Pas de prix pour Michael K. Williams

Il n’aura jamais été récompensé malgré cinq nominations aux Emmy Awards. Retrouvé mort chez lui, à Brooklyn, à l’âge de 54 ans, Michael K. Williams, aurait pu être consacré dans la catégorie du meilleur second rôle dans une série dramatique, pour « Lovecraft Country » (HBO), à mi-chemin entre science-fiction et film d’horreur, sur fond de ségrégation raciale en Amérique dans les années 50.

« Michael était un acteur brillamment talentueux, et un être humain généreux parti bien trop tôt  », lui a rendu hommage l’actrice Kerry Washington. Mais l’Emmy est allé au Britannique Tobias Menzies, qui joue le prince Philip dans la quatrième saison de The Crown. L’acteur new-yorkais était devenu célèbre pour son interprétation d’Omar, un personnage atypique et incontournable de la série culte « The Wire ».

Et à la fin, c’est « Saturday night live » qui gagne

C’est l’une des émissions satiriques les plus anciennes de la télé américaine et année après année, elle continue de rafler les récompenses. Si bien qu’il est difficile de tenir un décompte précis : selon les cas, les sites spécialisés créditent l’émission de 70 à 80 statuettes remportées en 46 saisons.

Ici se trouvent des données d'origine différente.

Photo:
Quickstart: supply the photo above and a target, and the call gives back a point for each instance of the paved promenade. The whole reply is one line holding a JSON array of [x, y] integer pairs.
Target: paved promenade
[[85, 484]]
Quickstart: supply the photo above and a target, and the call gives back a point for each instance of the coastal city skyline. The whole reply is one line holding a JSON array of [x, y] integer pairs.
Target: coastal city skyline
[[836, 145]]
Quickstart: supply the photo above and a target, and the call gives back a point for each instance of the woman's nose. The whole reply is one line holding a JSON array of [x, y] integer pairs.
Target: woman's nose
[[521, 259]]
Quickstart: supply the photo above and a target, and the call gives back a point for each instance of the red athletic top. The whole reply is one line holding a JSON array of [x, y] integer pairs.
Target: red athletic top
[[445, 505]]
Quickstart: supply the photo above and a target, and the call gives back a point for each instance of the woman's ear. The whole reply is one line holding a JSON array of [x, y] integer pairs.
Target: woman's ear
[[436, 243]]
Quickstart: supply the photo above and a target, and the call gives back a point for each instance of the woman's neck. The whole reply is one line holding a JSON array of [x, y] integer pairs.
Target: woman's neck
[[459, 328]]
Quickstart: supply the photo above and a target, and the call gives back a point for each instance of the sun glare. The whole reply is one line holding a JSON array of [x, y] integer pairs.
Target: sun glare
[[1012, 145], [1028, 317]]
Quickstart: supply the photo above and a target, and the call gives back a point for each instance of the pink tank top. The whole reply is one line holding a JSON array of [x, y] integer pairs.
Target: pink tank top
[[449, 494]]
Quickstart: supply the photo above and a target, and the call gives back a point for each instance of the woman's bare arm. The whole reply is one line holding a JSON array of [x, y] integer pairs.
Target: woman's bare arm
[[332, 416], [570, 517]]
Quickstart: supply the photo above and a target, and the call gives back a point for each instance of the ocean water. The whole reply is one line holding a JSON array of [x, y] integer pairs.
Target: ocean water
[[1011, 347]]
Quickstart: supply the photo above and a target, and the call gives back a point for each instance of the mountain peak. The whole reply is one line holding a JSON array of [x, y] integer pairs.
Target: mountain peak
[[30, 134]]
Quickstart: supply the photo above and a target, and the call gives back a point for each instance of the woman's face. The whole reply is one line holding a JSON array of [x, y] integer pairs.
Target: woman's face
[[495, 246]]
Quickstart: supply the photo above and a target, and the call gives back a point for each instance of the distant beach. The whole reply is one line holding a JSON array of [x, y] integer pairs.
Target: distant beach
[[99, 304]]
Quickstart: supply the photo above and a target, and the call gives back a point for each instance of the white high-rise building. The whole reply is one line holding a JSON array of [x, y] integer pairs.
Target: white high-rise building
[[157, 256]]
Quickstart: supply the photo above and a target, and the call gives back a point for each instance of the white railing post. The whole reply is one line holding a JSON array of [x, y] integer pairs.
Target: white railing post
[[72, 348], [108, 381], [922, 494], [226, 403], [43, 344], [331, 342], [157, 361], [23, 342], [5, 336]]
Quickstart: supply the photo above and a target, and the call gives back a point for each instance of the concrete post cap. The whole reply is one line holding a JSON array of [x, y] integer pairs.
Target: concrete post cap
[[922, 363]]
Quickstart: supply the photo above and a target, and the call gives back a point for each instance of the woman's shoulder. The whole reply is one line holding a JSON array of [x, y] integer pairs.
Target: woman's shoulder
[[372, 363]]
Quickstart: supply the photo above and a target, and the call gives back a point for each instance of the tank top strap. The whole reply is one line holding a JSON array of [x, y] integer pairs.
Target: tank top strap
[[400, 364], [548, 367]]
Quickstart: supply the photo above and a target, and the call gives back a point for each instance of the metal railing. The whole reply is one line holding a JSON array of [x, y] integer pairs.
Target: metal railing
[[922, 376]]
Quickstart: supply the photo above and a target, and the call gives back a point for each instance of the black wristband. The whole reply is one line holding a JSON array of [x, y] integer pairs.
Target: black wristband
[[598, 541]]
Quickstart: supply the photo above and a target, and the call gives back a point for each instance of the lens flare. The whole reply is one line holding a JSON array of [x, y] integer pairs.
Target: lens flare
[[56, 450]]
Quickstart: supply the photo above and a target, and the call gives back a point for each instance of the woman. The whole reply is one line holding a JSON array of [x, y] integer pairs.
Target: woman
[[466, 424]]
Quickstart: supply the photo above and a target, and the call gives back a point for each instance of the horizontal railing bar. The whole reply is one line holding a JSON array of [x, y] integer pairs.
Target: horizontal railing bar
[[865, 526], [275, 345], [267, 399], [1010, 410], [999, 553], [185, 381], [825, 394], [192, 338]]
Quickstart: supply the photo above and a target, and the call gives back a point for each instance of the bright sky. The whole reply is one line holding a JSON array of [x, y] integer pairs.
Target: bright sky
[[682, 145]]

Dimanche soir, « Saturday night live », diffusée sur NBC depuis 1975, a notamment reçu l’Emmy awards de la meilleure émission à sketches. L’émission culte était en perte de vitesse mais les années Donald Trump lui ont redonné du lustre. Pendant la dernière élection présidentielle américaine, les duels entre Jim Carrey en Joe Biden et Alec Baldwin en Donald Trump ont beaucoup plu.

L’étoile de la « Servante écarlate » pâlit

En 2017, « La Servante écarlate » était devenue la première série diffusée sur une plateforme de vidéo à la demande à décrocher l’Emmy de la meilleure série dramatique. Mais l’intérêt du public pour cette adaptation du roman dystopique de Margaret Atwood mettant en scène une Amérique autoritaire et oppressive à l’égard des femmes, s’est émoussé au fil des saisons.

Malgré 21 nominations cette année, « La Servante écarlate » est repartie bredouille dimanche soir, une défaite sans commune mesure dans l’histoire des Emmy Awards. Netflix et sa série « The Crown », qui retrace de manière romancée la vie de la famille royale britannique, ont par contre triomphé dimanche soir aux Emmy Awards en remportant le prix de la meilleure série dramatique.

La série a également raflé les Emmys du meilleur acteur et de la meilleure actrice. Depuis son lancement en 2007, la plateforme de vidéo à la demande a collectionné les nominations mais n’avait jamais remporté jusqu’à présent d’Emmy Award, équivalent des Oscars de la télévision américaine, dans les catégories les plus prestigieuses (série dramatique, comédie ou série limitée).